Live Review

Cold War Kids, The Forum, London

We leave knowing we can better appreciate Cold War Kids on their records.

From the occasional clattering of near-random piano keys to the slurred idiosyncrasies of Nathan Willett’s vocals, the organised chaos in Cold War Kids’ music is one of its outstanding features and one of the band’s main appeals. But tonight at the Forum, chaos gets the better of them. As a venue, the Forum is a large, ornately-decorated amphitheatre complete with balcony and the sort of lamp-lit tables you might find at a 1920s jazz club. All quite orderly, really.
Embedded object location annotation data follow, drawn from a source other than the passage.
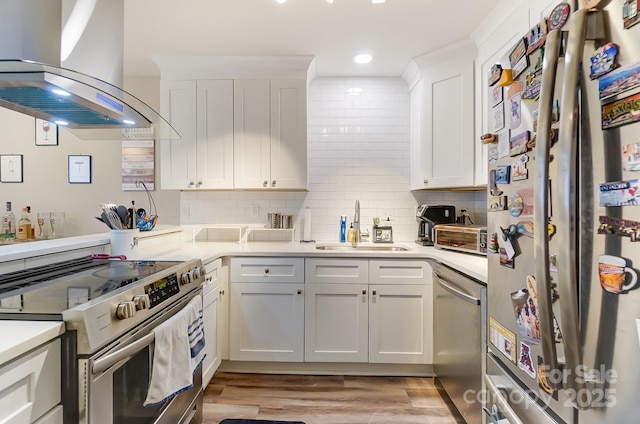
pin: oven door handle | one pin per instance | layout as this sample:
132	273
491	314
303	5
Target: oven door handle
111	359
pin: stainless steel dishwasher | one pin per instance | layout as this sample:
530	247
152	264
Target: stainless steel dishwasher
459	339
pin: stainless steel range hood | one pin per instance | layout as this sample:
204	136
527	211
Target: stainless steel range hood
33	34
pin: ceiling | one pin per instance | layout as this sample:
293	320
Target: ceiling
393	32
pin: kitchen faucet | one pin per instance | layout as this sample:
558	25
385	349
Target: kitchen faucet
356	225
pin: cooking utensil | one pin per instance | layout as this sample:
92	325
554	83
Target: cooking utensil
123	213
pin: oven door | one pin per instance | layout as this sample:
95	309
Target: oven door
116	381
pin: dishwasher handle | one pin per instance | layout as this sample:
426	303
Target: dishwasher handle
448	286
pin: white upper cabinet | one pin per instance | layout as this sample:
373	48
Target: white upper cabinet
202	113
442	121
270	126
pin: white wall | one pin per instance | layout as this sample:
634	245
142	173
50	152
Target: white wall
46	188
358	149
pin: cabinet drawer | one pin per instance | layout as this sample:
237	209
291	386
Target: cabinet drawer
258	270
400	271
333	270
30	385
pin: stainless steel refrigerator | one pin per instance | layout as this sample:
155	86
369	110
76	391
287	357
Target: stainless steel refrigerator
564	220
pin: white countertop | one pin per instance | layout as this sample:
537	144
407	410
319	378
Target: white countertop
19	337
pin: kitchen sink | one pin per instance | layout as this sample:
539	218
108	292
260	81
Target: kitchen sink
362	248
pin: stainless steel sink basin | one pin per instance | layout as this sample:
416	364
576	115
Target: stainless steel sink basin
362	248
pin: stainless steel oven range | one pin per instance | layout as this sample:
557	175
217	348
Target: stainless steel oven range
110	309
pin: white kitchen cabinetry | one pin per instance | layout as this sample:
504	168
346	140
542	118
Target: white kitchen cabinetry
30	386
400	312
270	134
202	113
267	309
494	49
441	125
213	296
377	311
336	310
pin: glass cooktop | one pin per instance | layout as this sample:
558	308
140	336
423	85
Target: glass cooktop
51	289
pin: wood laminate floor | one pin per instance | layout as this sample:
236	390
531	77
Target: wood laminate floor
328	399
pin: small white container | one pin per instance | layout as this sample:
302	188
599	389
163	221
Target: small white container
124	242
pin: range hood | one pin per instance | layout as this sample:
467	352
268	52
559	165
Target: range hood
33	82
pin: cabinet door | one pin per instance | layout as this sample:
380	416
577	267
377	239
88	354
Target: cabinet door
252	135
30	385
266	322
288	134
400	324
178	157
448	125
215	135
336	323
211	300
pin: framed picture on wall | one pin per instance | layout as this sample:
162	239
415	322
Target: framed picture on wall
79	169
11	169
46	133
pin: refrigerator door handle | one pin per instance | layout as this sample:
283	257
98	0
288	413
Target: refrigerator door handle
503	405
565	186
541	199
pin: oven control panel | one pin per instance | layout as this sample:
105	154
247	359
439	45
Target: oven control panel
162	289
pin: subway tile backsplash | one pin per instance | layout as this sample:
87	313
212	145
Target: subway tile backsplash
358	148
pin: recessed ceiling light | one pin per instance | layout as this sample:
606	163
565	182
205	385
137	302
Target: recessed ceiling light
362	58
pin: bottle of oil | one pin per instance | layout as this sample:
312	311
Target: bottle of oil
24	226
8	234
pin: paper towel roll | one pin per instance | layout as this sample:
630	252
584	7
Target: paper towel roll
306	229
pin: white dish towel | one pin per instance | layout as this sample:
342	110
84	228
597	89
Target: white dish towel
178	351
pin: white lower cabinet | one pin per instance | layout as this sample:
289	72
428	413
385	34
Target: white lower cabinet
336	323
213	297
30	387
400	324
266	321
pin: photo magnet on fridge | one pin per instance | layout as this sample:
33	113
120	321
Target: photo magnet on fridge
525	362
620	193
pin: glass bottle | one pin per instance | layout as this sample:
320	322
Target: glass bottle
8	225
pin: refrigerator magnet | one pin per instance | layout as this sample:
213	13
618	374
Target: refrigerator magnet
537	36
543	382
519	169
494	74
630	15
621	112
516	205
558	16
525	362
502	174
503	339
497	203
619	81
603	60
621	193
631	157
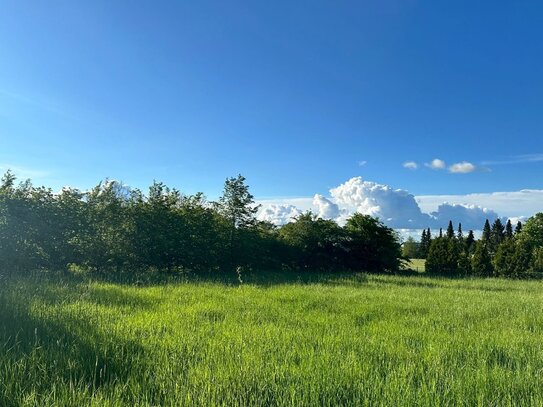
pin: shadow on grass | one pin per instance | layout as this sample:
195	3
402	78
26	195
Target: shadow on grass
41	352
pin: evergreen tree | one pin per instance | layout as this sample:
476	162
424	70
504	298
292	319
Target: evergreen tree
504	259
450	231
423	246
486	233
522	258
460	235
480	262
496	236
238	208
470	242
518	228
464	263
508	229
442	256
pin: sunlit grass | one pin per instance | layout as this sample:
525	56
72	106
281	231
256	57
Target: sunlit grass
350	340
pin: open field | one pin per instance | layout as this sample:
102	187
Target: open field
321	340
418	265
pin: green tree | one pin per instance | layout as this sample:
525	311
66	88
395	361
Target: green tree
442	256
504	259
410	248
238	208
370	245
497	235
508	230
480	262
450	230
486	233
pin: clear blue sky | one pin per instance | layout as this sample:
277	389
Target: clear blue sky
291	94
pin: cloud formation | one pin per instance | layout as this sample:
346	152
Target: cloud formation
463	167
397	208
436	164
410	165
278	214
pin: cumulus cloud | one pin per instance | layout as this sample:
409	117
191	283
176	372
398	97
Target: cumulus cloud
471	216
396	208
436	164
324	208
410	165
463	167
278	214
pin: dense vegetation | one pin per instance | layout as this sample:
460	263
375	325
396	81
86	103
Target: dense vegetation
112	228
314	339
501	251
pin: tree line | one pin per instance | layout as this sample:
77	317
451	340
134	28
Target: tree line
113	228
501	250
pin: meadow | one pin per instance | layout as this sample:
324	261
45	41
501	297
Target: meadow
289	339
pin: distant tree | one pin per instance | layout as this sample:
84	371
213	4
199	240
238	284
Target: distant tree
508	230
450	230
504	259
518	228
425	240
486	233
522	258
371	245
460	234
423	244
480	262
442	256
496	236
470	242
410	248
537	260
532	231
464	263
316	243
238	208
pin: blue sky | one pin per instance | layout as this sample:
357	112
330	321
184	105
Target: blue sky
294	95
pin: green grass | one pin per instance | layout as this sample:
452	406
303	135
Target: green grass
317	340
418	265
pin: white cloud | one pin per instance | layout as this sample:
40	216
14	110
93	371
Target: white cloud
463	167
396	207
278	214
436	164
325	208
399	209
23	173
410	165
525	203
518	159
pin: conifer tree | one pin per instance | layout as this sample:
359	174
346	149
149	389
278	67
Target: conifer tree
496	236
423	246
508	229
450	231
480	262
486	233
470	242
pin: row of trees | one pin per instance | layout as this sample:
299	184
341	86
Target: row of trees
501	251
115	228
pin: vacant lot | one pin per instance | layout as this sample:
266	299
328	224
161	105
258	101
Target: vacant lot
316	340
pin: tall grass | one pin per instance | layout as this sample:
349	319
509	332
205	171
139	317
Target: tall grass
302	340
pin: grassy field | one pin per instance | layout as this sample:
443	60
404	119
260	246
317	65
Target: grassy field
418	265
319	340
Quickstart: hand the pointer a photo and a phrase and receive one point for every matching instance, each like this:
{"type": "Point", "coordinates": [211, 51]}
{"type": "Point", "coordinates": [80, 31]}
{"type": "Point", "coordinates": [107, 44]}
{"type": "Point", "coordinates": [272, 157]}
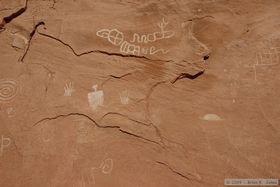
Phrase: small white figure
{"type": "Point", "coordinates": [69, 89]}
{"type": "Point", "coordinates": [107, 166]}
{"type": "Point", "coordinates": [95, 98]}
{"type": "Point", "coordinates": [5, 142]}
{"type": "Point", "coordinates": [212, 117]}
{"type": "Point", "coordinates": [124, 97]}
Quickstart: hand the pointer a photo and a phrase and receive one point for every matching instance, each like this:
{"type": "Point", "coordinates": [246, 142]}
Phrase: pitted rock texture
{"type": "Point", "coordinates": [138, 93]}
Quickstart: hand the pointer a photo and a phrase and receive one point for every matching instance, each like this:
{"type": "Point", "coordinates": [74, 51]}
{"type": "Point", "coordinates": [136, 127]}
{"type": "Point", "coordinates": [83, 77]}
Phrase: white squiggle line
{"type": "Point", "coordinates": [129, 48]}
{"type": "Point", "coordinates": [152, 37]}
{"type": "Point", "coordinates": [153, 50]}
{"type": "Point", "coordinates": [8, 90]}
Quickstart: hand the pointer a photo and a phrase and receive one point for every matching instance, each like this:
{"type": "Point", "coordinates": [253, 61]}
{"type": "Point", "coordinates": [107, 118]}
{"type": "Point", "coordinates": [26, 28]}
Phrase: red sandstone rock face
{"type": "Point", "coordinates": [138, 93]}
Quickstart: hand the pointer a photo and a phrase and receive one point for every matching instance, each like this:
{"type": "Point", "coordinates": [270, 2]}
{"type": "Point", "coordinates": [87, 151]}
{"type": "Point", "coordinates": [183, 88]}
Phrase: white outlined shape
{"type": "Point", "coordinates": [114, 36]}
{"type": "Point", "coordinates": [153, 50]}
{"type": "Point", "coordinates": [107, 166]}
{"type": "Point", "coordinates": [152, 37]}
{"type": "Point", "coordinates": [95, 98]}
{"type": "Point", "coordinates": [124, 97]}
{"type": "Point", "coordinates": [8, 90]}
{"type": "Point", "coordinates": [3, 144]}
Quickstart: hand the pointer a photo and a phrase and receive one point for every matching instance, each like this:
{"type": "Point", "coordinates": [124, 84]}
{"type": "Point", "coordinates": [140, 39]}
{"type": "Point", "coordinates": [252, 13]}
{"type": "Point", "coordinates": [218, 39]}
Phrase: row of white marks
{"type": "Point", "coordinates": [116, 37]}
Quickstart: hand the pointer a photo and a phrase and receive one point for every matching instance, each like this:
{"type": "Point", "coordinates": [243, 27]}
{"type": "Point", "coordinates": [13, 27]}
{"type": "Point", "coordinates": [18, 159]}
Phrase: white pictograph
{"type": "Point", "coordinates": [8, 90]}
{"type": "Point", "coordinates": [105, 167]}
{"type": "Point", "coordinates": [268, 57]}
{"type": "Point", "coordinates": [95, 98]}
{"type": "Point", "coordinates": [159, 35]}
{"type": "Point", "coordinates": [116, 37]}
{"type": "Point", "coordinates": [69, 89]}
{"type": "Point", "coordinates": [153, 50]}
{"type": "Point", "coordinates": [124, 97]}
{"type": "Point", "coordinates": [5, 142]}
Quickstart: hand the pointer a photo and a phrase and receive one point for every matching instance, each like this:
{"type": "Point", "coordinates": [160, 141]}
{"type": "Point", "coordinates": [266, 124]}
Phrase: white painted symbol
{"type": "Point", "coordinates": [154, 36]}
{"type": "Point", "coordinates": [129, 48]}
{"type": "Point", "coordinates": [11, 112]}
{"type": "Point", "coordinates": [153, 50]}
{"type": "Point", "coordinates": [212, 117]}
{"type": "Point", "coordinates": [124, 97]}
{"type": "Point", "coordinates": [107, 166]}
{"type": "Point", "coordinates": [8, 90]}
{"type": "Point", "coordinates": [5, 142]}
{"type": "Point", "coordinates": [268, 57]}
{"type": "Point", "coordinates": [95, 98]}
{"type": "Point", "coordinates": [116, 37]}
{"type": "Point", "coordinates": [69, 89]}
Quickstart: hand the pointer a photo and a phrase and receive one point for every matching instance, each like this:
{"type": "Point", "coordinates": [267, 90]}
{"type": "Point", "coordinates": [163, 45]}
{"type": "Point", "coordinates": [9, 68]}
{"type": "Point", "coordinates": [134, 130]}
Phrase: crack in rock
{"type": "Point", "coordinates": [14, 15]}
{"type": "Point", "coordinates": [30, 38]}
{"type": "Point", "coordinates": [98, 51]}
{"type": "Point", "coordinates": [186, 75]}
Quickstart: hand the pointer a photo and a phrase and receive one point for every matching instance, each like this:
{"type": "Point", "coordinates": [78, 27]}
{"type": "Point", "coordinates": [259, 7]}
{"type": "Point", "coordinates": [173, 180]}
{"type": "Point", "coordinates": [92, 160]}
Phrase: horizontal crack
{"type": "Point", "coordinates": [186, 75]}
{"type": "Point", "coordinates": [9, 18]}
{"type": "Point", "coordinates": [95, 123]}
{"type": "Point", "coordinates": [99, 51]}
{"type": "Point", "coordinates": [189, 178]}
{"type": "Point", "coordinates": [125, 116]}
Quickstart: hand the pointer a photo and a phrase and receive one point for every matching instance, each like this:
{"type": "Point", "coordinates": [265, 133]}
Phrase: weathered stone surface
{"type": "Point", "coordinates": [138, 93]}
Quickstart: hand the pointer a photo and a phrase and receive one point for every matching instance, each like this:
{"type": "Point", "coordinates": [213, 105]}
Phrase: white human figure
{"type": "Point", "coordinates": [5, 142]}
{"type": "Point", "coordinates": [95, 98]}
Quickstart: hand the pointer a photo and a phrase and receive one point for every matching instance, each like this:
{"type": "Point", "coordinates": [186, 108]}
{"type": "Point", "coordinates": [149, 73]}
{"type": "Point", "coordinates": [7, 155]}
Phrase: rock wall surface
{"type": "Point", "coordinates": [138, 93]}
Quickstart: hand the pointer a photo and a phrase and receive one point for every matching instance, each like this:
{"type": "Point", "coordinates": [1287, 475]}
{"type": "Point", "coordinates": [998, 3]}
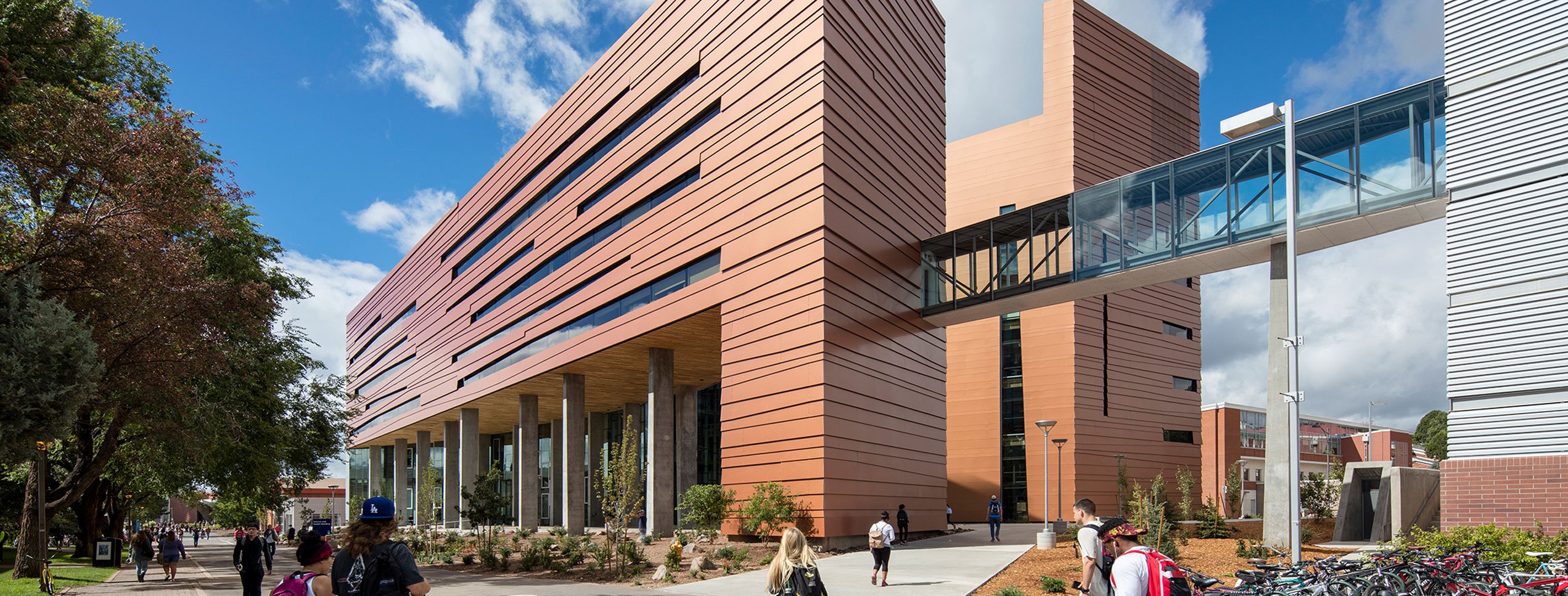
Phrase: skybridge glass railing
{"type": "Point", "coordinates": [1382, 153]}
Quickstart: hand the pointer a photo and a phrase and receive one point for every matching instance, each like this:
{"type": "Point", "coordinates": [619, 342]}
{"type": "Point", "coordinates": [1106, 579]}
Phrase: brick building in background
{"type": "Point", "coordinates": [1120, 372]}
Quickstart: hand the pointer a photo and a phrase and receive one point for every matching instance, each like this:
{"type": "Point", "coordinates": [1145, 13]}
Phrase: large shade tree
{"type": "Point", "coordinates": [134, 223]}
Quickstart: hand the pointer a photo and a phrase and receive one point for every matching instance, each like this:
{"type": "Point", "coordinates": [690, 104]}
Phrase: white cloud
{"type": "Point", "coordinates": [405, 222]}
{"type": "Point", "coordinates": [1172, 25]}
{"type": "Point", "coordinates": [1387, 46]}
{"type": "Point", "coordinates": [1373, 327]}
{"type": "Point", "coordinates": [336, 286]}
{"type": "Point", "coordinates": [518, 55]}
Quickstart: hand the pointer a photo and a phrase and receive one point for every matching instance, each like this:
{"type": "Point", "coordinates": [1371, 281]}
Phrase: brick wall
{"type": "Point", "coordinates": [1506, 491]}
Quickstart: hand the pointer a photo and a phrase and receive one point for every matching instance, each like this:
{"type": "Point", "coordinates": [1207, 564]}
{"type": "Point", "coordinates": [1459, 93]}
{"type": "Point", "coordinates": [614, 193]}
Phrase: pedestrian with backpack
{"type": "Point", "coordinates": [316, 574]}
{"type": "Point", "coordinates": [904, 526]}
{"type": "Point", "coordinates": [1092, 553]}
{"type": "Point", "coordinates": [880, 540]}
{"type": "Point", "coordinates": [794, 568]}
{"type": "Point", "coordinates": [993, 516]}
{"type": "Point", "coordinates": [1141, 570]}
{"type": "Point", "coordinates": [371, 563]}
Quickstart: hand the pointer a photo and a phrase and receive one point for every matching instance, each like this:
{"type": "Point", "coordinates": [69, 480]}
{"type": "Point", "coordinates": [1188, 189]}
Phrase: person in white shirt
{"type": "Point", "coordinates": [880, 539]}
{"type": "Point", "coordinates": [1090, 549]}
Until the Californian five-piece arrive.

Willett mumbles something as he steps up to the mic before launching into ‘Something Is Not Right With Me’, a driving, energetic track that epitomises the subtle yet fearful angst that pervades Cold War Kids’ sound. But tonight, the discordant root of the track overpowers any delicacy and the audience is greeted by a wall of indistinguishable sounds with stabbing and breathless vocals. The set continues with a similar tempo, each track is short, sharp, snappy, but the delivery doesn’t quite work. The band stumble about the stage, bassist Matt Maust appearing particularly smashed, and besides Willett’s front-of-stage stance, the audience struggles to engage with the performance.

Maust eventually becomes a comedic distraction, leaning on his bandmates and offering bizarre sidekicks to nobody in particular, though in fairness it doesn’t affect his performance. There are glimmers of brilliance when the quieter songs offer the band a chance to demonstrate their ability without the impenetrable, clattering noise: the percussion is wonderfully off-beat and Willett’s voice is incredible, filling the venue with his powerful twang. But the set lacks variety and these moments are too few.

The crowd reacts best to tracks off the debut album; ‘We Used To Vacation’ and ‘Hang Me Up To Dry’ set the place alight. Encore choices ‘Saint John’ and ‘Hospital Beds’ again highlight the band’s strength in their own brand of country-tinged, anachronistic story-telling, but sadly the preceding brashness has already dulled the senses and we leave knowing we can better appreciate Cold War Kids on their records.